All employees evacuated safely, and no injuries were reported, spokesman Mike Litterst said. He did not immediately know the cause of the fire but said in a statement that initial reports indicated “extensive damage” to the complex.
The affected buildings serve as the park’s headquarters and include the superintendent’s office, Litterst said. The flames didn’t affect the memorial or construction of the visitors center, which are about 2 miles away on the large property.
The memorial, still under construction in Shanksville, marks the spot where United Airlines Flight 93 crashed during the Sept. 11, 2001, terrorist attacks. The plane, which was traveling from Newark, New Jersey, to San Francisco, went down in a reclaimed strip mine after passengers fought back against its hijackers. All 33 passengers and seven crew members were killed along with the hijackers.
A memorial plaza was completed in time for the 10th anniversary of the attacks in 2011. It features a white stone wall, which traces the path of the doomed flight, with separate panels for each victim. There are plans for a 93-foot-tall tower with 40 wind chimes.

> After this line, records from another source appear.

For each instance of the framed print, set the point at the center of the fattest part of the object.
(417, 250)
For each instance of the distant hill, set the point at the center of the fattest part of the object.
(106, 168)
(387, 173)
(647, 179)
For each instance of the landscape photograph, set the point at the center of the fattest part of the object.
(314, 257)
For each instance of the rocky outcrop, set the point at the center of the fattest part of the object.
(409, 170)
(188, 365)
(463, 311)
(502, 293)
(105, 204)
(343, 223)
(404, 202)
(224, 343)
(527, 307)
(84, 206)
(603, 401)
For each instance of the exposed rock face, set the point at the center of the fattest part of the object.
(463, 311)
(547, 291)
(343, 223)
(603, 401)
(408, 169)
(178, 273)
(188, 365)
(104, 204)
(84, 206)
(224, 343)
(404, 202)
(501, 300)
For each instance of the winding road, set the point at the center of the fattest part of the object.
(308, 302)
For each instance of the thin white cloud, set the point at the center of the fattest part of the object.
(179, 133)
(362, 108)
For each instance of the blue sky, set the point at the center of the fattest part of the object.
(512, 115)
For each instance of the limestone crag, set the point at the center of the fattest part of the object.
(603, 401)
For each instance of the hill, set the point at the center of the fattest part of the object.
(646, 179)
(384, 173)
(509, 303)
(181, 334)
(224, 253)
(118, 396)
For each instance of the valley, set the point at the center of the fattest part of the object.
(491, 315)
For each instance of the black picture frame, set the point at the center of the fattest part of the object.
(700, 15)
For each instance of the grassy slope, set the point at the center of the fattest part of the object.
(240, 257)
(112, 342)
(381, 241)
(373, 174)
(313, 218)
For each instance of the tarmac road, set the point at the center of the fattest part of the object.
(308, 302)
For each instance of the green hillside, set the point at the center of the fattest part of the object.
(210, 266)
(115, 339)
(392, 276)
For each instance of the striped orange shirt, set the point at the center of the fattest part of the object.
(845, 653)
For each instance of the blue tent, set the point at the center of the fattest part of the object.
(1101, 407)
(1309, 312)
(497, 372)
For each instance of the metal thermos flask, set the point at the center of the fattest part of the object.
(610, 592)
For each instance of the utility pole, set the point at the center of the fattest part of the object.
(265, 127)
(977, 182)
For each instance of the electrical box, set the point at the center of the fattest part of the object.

Officials have said they hope construction of the visitors center, which is estimated to cost $17 million to $23 million, will be finished by June. That would give park officials three months to install exhibits in time to open for the 14th anniversary of the crash.
The president of the Families of Flight 93, Gordon Felt, issued a statement expressing sadness about the fire and saying the group awaited further information on the cause.
All told, the park is expected to cost about $60 million. The government spent another $10 million for the land, which is about 75 miles east of Pittsburgh.